La cheffe de service, le front plissé, paraissait démêler les fils de sa mémoire.

— Une femme venait la voir. Quand ses parents ne pouvaient pas, justement. Ce qui était plutôt rare. Maintenant que j’y pense, c’était comme si elle connaissait leur emploi du temps. Elle arrivait à se glisser entre leurs allées et venues. Surtout celles d’Esther. Une fois, je l’ai vue discuter avec Romain. Puis avec le père de l’autre petite. Ils semblaient même s’être rapprochés.

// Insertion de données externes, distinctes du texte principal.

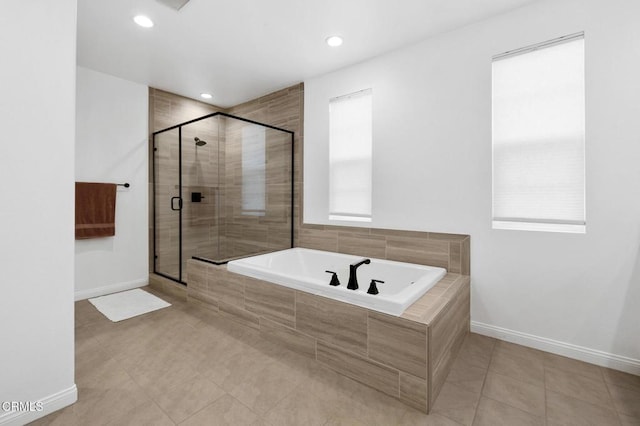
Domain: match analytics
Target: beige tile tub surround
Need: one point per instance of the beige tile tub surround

— Sara n’en parlait pas à sa mère ?

— Elle possédait vraiment une maturité incroyable. Elle savait naturellement ce qu’elle pouvait raconter ou ce qu’elle devait garder pour elle. Je ne crois pas qu’Esther était au courant de ces entrevues.

— Auriez-vous une idée de l’identité de cette femme ?

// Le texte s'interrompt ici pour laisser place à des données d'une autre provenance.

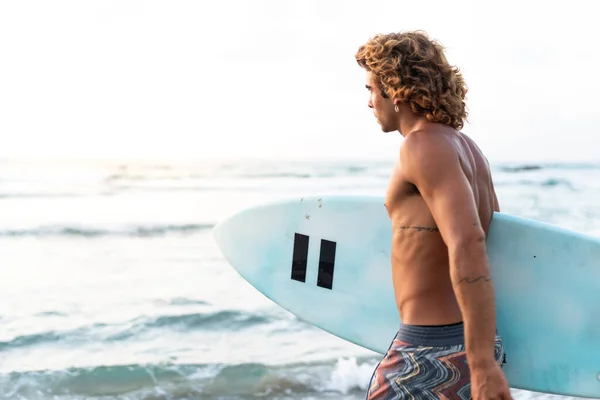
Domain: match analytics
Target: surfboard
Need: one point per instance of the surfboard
(327, 260)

— Ça n’engage que moi, mais j’ai supposé qu’elle aurait pu être la mère porteuse de Sara.

Dans ces mots, Layla mesura toute l’absurdité de la situation. Qui était, tout compte fait, la véritable mère de Sara ? Esther ou l’inconnue ? Celle qui donnait ses ovocytes ou bien celle qui portait l’enfant durant neuf mois et le mettait au monde pour s’en séparer aussitôt, le plus souvent contre de l’argent ? Sans parvenir à se faire un avis sur cette question, elle préféra penser que Sara avait finalement deux mères. Deux femmes qui l’avaient aimée de tout leur être.

— En principe, la mère porteuse coupe le lien, non ? nota Layla.

— C’est vrai, mais là encore, ça dépend des cas. Franchement, je ne saurais pas vous en dire beaucoup plus, à part qu’il lui arrivait de venir une fois par semaine, puis de cesser pendant deux ou trois mois.

— Vous m’en avez déjà dit pas mal, docteure. Je vous remercie.

— Ça ne vous évitera pas, hélas, de revenir avec une commission rogatoire…

— C’est un détail, la rassura Layla en se levant de son siège, une idée derrière la tête.

— Je vous souhaite vraiment de retrouver vite votre amie.

Pourrez-vous me tenir au courant ?

— Bien sûr.

Elles se saluèrent. Osgore retourna s’asseoir, ses yeux humides posés sur le petit origami, tandis que Layla remontait le couloir, à la recherche de l’infirmière qu’elle avait interpellée un peu plus tôt. Elle finit par tomber sur elle devant l’une des chambres.

— Merci pour votre amabilité et votre aide, lui dit-elle.

Et bonne journée.

Dans la foulée, elle fit mine de s’éloigner, puis s’arrêta et revint sur ses pas. Elle ajouta, l’air innocent :

— Ah, au fait, la docteure Osgore m’a donné le nom du père de la petite qui partageait la bulle de Sara, mais je n’avais rien pour noter et, avec tous les autres noms, j’en ai forcément oublié un… Vous voyez qui c’est ?

— Oui, tout à fait, il était très sympa d’ailleurs et ils échangeaient souvent ensemble, Mme Azoulay et lui. Il s’appelait Régis Marten. Il avait également un frère qui venait de temps en temps, plus réservé que lui, Paul, si mes souvenirs sont bons.